Monday, November 14, 2016


**** out of ****

In a long history of films dealing with aliens appearing to the people of earth, something rather unique happens during the beginning scenes of Arrival. As television broadcasts reveal to everyone the twelve alien space crafts that have appeared in random places all over the globe, we don’t get a clear image of what everyone sees, we only get a long beautifully drawn-out take of people staring at the screen in disbelief. The big reveal of the ships is still waiting for the audience and when the film’s characters finally see a ship in person with unforgettable imagery accompanied by Jóhann Jóhannsson’s wonderfully eerie score, it is a moment that does not disappoint.

Without any surprise, director Denis Villeneuve does for a basic science-fiction premise what he did for his far-fetched crime/mystery film Prisoners, escalating typical genre norms with rich cinematic tones. Here, he brings all the scary wonder a gifted director could bring when imagining such extraordinary events to occur in reality.

Arrival generates the awe-inspiring atmosphere of Ridley Scott’s Prometheus, but manages to deliver a cohesive story free of needless action/horror and it stars relatable characters coping with the unbelievable in ways that emotionally involve us with the mystery they are trying to solve.

Amy Adams plays a linguist recruited to a team of scientists researching the ship floating above rural Montana, which, along with the other UFOs in different parts of the world, can be entered through an opening every eighteen hours. Inside, through a long tunnel, is a gigantic window where aquatic-looking creatures float in a thick fog while emitting indecipherable noises. 

The team's mission is to learn the intentions of the strange visitors. The linguist and a scientist, played by Jeremy Renner, begin to defy the regulations set by their superior (Forest Whitaker) in order to establish some level of communication.

The film really orients one’s mind with the daunting task of establishing dialogue with something that is not of this world. There’s no telling if an alien life form uses words, has emotions or even understands what a question is. While panic and hostile fear escalates throughout the world, the teams in each country communicate with one another in a struggle to understand the meaning behind the arrival. 

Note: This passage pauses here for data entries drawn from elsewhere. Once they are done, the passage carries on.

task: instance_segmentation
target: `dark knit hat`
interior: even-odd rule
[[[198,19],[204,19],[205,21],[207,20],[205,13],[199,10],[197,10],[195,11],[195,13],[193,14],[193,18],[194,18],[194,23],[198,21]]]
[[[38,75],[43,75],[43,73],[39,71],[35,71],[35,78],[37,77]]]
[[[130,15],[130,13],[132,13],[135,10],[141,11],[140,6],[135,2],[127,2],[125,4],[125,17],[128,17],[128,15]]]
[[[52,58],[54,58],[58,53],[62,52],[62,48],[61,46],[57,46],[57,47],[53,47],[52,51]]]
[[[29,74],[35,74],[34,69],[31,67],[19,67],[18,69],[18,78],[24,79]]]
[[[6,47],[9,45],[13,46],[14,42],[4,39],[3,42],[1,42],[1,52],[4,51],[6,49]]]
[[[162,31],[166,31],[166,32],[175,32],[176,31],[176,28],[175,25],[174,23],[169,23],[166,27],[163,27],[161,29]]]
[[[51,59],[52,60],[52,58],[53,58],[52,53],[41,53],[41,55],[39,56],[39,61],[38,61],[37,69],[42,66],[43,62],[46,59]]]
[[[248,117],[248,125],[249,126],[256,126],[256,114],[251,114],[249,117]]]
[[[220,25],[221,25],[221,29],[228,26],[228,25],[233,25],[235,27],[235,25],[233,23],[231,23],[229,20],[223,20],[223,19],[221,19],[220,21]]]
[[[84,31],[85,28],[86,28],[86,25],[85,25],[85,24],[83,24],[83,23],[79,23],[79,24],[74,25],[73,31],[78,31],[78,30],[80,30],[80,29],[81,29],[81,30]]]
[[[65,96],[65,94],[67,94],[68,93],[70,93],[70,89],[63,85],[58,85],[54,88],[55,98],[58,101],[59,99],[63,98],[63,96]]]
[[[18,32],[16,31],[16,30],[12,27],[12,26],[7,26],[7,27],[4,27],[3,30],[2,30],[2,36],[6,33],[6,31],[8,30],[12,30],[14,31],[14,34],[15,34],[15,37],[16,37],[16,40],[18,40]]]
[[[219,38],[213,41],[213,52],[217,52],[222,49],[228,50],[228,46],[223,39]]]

Just when I thought that good science fiction was becoming scarce, I finally started watching the TV series, Black Mirror. Between that excellent BBC invention and this film, I’m feeling pretty spoiled right now with material in the great style of The Outer Limits and The Twilight Zone.

The screenplay comes from Eric Heisserer, whose resume of screen credits are so absorbed by sensationalist horror, it is a surprise that he worked from a story by celebrated science-fiction author Ted Chiang to give a thoughtful director like Villeneuve a mind bending fantasy about problem-solving.

Without divulging spoilers, one of this movie’s best qualities is in a tired cliché introduced at the beginning, which, until the amazing twist in the third act, seems like a weak aspect to the film. The ability to repurpose an old concept in a way that gives it twice as much weight is reason enough to celebrate Arrival as one of the best science fiction films of the decade.